Creo que hay una ficción intrínsecamente asociada al efecto (tal como lo define ascanio) y otra ficción asociada a las causas que producen ese efecto. Ese diferenciación no es vanal.

La definición de efecto que he propuesto (asociada directamente con la de fenómeno) coincide con la de ascanio en el 99% de los casos, y creo que cubre aquellos que entran mas de solslayo en la definición. Como por ejemplo el efecto sonoro de chasquear una carta "invisible" (fenómeno invisibilidad), o el efecto de sentir sobre al tacto esa misma carta invisible, o una levitación continuada (con situación inicial "implicita"), para mi las situaciones inicial y final como las defina Ascanio en estos casos son mas difusas y esos efectos siguen siendo efectos muy claros. Luego *cuando se define fenómeno* (dicho de paso no he visto ninguna definición con formulación clara y precisa, como lo es la de ascanio respecto al efecto), para mi la definición de efecto de Ascanio no se complementa bien con la de "fenómeno" y a menudo se mezclan.

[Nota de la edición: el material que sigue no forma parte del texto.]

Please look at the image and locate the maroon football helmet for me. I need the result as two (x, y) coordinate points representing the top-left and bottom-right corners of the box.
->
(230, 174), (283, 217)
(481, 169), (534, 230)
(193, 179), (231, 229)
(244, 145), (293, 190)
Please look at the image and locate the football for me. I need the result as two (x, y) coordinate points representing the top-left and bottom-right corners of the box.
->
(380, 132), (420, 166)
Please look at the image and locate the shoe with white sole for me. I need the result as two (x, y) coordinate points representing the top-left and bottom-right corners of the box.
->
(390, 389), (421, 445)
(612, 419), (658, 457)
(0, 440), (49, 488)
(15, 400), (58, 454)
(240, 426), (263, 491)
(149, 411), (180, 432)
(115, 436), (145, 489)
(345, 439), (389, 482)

A modo de antiejemplo, considerando lo que he propuesto:

La "gravedad" existe como concepto, como una construcción mental, como algo intangible que eso sí se manifiesta físicamente haciendo caer los objetos todos los días, las mareas...(efectos). El *fenómeno* la gravedad englobaría el concepto (construcción mental/imaginaria/abstracta) y su manifestación física (abarcaría por tanto dos planos, físico y conceptual). La "gravedad" no seria un fenómeno (mágico) como lo defino porque no se vive ni como imposible, improbable o inexplicable, es algo que pasa todos los dias y no quebranta las leyes natures (cualesquiera que sean esas).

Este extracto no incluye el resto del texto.